Close to some of Victoria's best ski resorts and classified by the National Trust as an historic town, Yackandandah (known colloquially as Yack) is getting to be quite a familiar bedfellow to film.
Yackandandah has been featured in numerous Australian period films, such as the tele-movie The Far Country, and stars in its own right as the main location of the 2004 movie, Strange Bedfellows.
The film starred well-known Australian actors Paul Hogan (Crocodile Dundee) and Michael Caton (The Castle) as two very straight country blokes who, out of financial desperation, declare themselves a gay couple to exploit new tax laws benefiting such unions.
When a tenacious tax inspector, played by internationally renowned Pete Postlethwaite (In the Name of the Father), checks on them, the blokes are suddenly forced to pose openly as a "loving gay couple" in a town that knows them as anything but.
Getting there
Particularly during the ski season, from the start of the Australian winter in June to around the middle of spring, those traveling to Victoria's alpine ski resorts may consider a side journey north to Yackandandah to discover the delights of this historic town and rub shoulders with some of the town's actors (nearly everyone in Yackandandah has appeared in the movie) at one of its pubs or at the local general store which sells hardware, hot food and a helping of groceries.
If you're visiting Victoria from the north through the Hume Highway, leave the highway at the border town of Wodonga and head south towards Myrtleford. Yackandandah is about halfway between Wodonga and Myrtleford.
If taking the Great Alpine Road from Melbourne through Bairnsdale, head north at Myrtleford to Yackandandah.
All roads lead to town
There is a saying in Victoria's North East region that all roads lead to Yackandandah. In fact, if you do get lost in the region, you'll likely discover that the first signpost you see points the way to Yackandandah.
Once a prosperous gold town, Yackandandah is on the old main road from Sydney to Melbourne, but since new highways were built east and west of the town, it now sits within the triangular country region bounded by the Great Alpine Road and the Hume and Kiewa Valley Highways.
Once in Yackandandah, discover a quality of life found only in a country town away from the Big Smoke.
Take a 20-minute stroll down High Street and take in all of the locations featured in Strange Bedfellows. You'd learn something about the town's historical features and gold mining past as well.
And a short drive from town brings you to 80 cellar door wineries in Victoria's North East. These include Rutherglen, King Valley, Alpine Valleys, Beechworth and Glenrowan.
Why Yackandandah?
"I wanted to shoot the movie in the country and Yackandandah was a charming town set in a beautiful region," Strange Bedfellows director Dean Murphy said. "Members of the crew, who didn't know Yackandandah existed in the first place, became such great fans of the town!
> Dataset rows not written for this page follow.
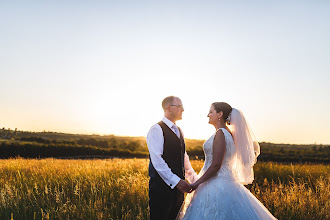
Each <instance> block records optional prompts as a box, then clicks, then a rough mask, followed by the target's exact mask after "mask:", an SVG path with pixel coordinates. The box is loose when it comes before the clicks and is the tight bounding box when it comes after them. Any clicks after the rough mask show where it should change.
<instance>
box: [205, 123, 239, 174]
mask: <svg viewBox="0 0 330 220" xmlns="http://www.w3.org/2000/svg"><path fill="white" fill-rule="evenodd" d="M220 129H221V130H222V132H223V134H224V136H225V141H226V152H225V156H224V158H223V161H222V165H221V167H220V169H219V171H218V173H217V175H216V176H217V177H220V176H221V177H227V178H234V179H236V178H237V175H236V172H235V165H236V159H237V158H236V156H237V155H236V146H235V144H234V140H233V138H232V136H231V134H230V133H229V132H228V131H227V130H226V129H225V128H220ZM214 136H215V133H214V134H213V135H212V136H211V137H210V138H209V139H208V140H207V141H206V142H205V143H204V145H203V150H204V154H205V163H204V166H203V168H202V170H201V172H200V173H199V176H201V175H203V174H204V172H205V171H206V170H207V169H208V168H209V167H210V165H211V164H212V160H213V140H214Z"/></svg>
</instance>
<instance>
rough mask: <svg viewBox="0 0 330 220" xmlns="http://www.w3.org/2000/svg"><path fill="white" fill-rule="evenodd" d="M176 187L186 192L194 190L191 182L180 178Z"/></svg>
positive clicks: (176, 185) (190, 191)
mask: <svg viewBox="0 0 330 220" xmlns="http://www.w3.org/2000/svg"><path fill="white" fill-rule="evenodd" d="M176 188H178V190H180V191H181V192H183V193H185V192H187V193H190V192H191V191H192V189H191V187H190V186H189V184H188V183H187V182H186V181H184V180H180V181H179V182H178V184H177V185H176Z"/></svg>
"When we werent shooting, they would go off in groups to ski, do winery walkabout, antique shopping through Beechworth, and explore. They just couldn't believe all this could be found so near one town. In fact, after the shoot, they planned to return to ski in winter, of course making sure there was a stopover at the Yack."
Fast facts
- Yackandandah is said to have derived from two Aboriginal words meaning "rock" and "water-hole" which relate to one large rock sitting on top of another in what is now known as Yackandandah Creek. It has also been claimed that Yackandandah means "country of hills."
- The population of Yackandandah is estimated at around 1000.
- The first gold in Yackandandah was discovered in December 1852.
- Australia's first Australian-born governor-general, Sir Isaac Isaacs, was born in Yackandandah in 1855.
- Strange Bedfellows director and writer Dean Murphy grew up in nearby Kergunyah, which is 38 kilometres away, and spent much of his childhood in and around Yackandandah.
- Some of Victorias best ski resorts — Mt Buffalo, Mt Hotham, Falls Creek, and Mt Buller — are from one hour to two and a half hours away.
- The Great Alpine Road runs from Wangaratta to Bairnsdale and is a 308-kilometre all-weather, sealed road.
- Yackandandah is 24 kilometres from Beechworth, 34 kilometres from Chiltern, 42 kilometres from Rutherglen, and 35 kilometres from Albury-Wodonga on the Victoria-New South Wales border. It is 295 kilometres or about three hours from Melbourne via the Hume Freeway, then the Great Alpine Road or Kiewa Valley Highway.